Special Requirements for Mental Health Declarations
Mental health care declarations must include specific statutory language and have additional witness requirements beyond those for general healthcare directives. The document must be signed by the declarant and two witnesses, with at least one witness being a mental health professional who can attest to the declarant’s capacity at the time of signing.
These declarations can specify preferences for psychiatric medications, hospitalization, electroconvulsive therapy, and other mental health treatments. They can also designate someone to make mental health care decisions when the declarant lacks capacity due to their mental health condition.
HIPAA Authorization and Medical Privacy
Healthcare directives should include comprehensive HIPAA authorization allowing your healthcare agent and other designated individuals to receive your medical information. Without proper HIPAA authorization, healthcare providers may not be able to share information necessary for making informed medical decisions on your behalf.
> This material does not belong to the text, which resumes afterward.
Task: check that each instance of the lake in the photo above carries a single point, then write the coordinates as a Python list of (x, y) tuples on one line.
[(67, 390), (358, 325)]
Comprehensive Privacy Releases
HIPAA authorization should cover all types of medical information including general medical records, mental health information, substance abuse treatment records, and HIV/AIDS related information. The authorization should also cover all potential healthcare providers including hospitals, physicians, specialists, mental health professionals, and long-term care facilities.
The authorization can specify who is allowed to receive medical information, what types of information can be shared, and the purposes for which information can be used. This flexibility allows you to tailor privacy releases to your specific preferences and family circumstances.
End-of-Life Care Preferences
Healthcare directives should address your preferences for end-of-life care, including pain management, hospice care, location of care, and spiritual support. These preferences help ensure that your final days reflect your values and provide comfort to both you and your family.
Hospice and Palliative Care
Many Louisiana families include preferences about hospice and palliative care in their healthcare directives. These services focus on comfort and quality of life rather than curative treatment, and they can be provided in various settings including your home, hospice facilities, or hospitals.
Expressing your preferences about hospice care helps your healthcare agent make appropriate decisions about transitioning from curative to comfort care when your condition warrants this change. It also helps family members understand your values about end-of-life care.
Organ and Tissue Donation
Healthcare directives can include instructions about organ and tissue donation, including specific preferences about which organs or tissues you are willing to donate and any limitations based on religious or personal beliefs. Louisiana families should coordinate organ donation preferences with their healthcare directives to ensure consistency.
Updating and Revoking Healthcare Directives
Healthcare directives should be reviewed regularly and updated when your preferences change, your health status changes significantly, your healthcare agent becomes unavailable or unwilling to serve, or Louisiana law changes in ways that affect healthcare directives.
When to Update Your Documents
Major life events often trigger the need to update healthcare directives. These include diagnosis of serious medical conditions, changes in family circumstances, religious or philosophical changes that affect healthcare preferences, and experiences with family members’ medical care that influence your own preferences.
Healthcare directives can be revoked at any time while you have capacity, either by executing new documents or by clearly communicating your intent to revoke to healthcare providers. It is important to ensure that all copies of revoked documents are destroyed and that relevant healthcare providers and family members are notified of changes.